Une censure numérique utilisée depuis plusieurs années par les gouvernements successifs, selon le président d’Ablogui Alfa Diallo. « À chaque fois qu’il y a des grandes manifestations qui sont prévues, les autorités adoptent des stratégies visant à empêcher les citoyens de s’exprimer sur les réseaux sociaux et pour nous, cela est honteux, affirme-t-il. Non seulement la charte de la transition que le CNRD, qui est au pouvoir, a lui-même adopté, mais aussi à la charte africaine des droits de l’homme et des peuples, mais aussi à la déclaration universelle des droits de l’homme ».

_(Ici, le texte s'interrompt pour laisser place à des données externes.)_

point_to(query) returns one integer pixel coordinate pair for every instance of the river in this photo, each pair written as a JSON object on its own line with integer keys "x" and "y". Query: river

L’accès à des sites d’information perturbé
Mais chose inédite cette fois-ci, plusieurs médias ont également vu l’accès à leurs sites web fortement perturbés. Dans un message commun, les associations professionnelles de presse dénoncent « des actions liberticides engagées par l’Autorité de Régulation des Postes et Télécommunications ».
Les médias condamnent également la saisie des émetteurs de deux stations de radios le jour de la manifestation. « Deux journalistes ont été agressés sur le terrain par des militaires. On cherche toujours à cacher quelque chose parce que si les sites qui sont prompts à donner des informations fonctionnent bien, ils vont relayer des bavures », estime Sékou Jamal Pendessa, le secrétaire général du Syndicat des professionnels de presse en Guinée.
Dans un rapport, le Syndicat constatait au premier trimestre 2023, sept fois plus d’actes liberticides envers la presse par rapport à la même période l’an dernier.
Jamais un agent n’a été poursuivi ici pour avoir agressé un journaliste. La seule chose qui différencie le régime de Mamadi Doumbouya de celui d’Alpha Condé, c’est la prison.
Sékou Jamal Pendessa, Secrétaire général du Syndicat des professionnels de presse en Guinée
Le ministre des Postes et Télécommunications et porte-parole du gouvernement, Ousmane Gaoual Diallo, reconnait des perturbations sur Internet, mais l’attribue à un problème technique lié au câble sous-marin qui connecte le pays au web. Le ministre a également démenti la saisie des émetteurs radio, avant de menacer de fermeture « tout média qu’il soit une radio, une télévision ou un site internet qui, avec des propos qui sont de nature à saper l’unité nationale, à attiser la haine communautaire, à soulever les uns contre les autres pour conduire à des drames dans notre pays ».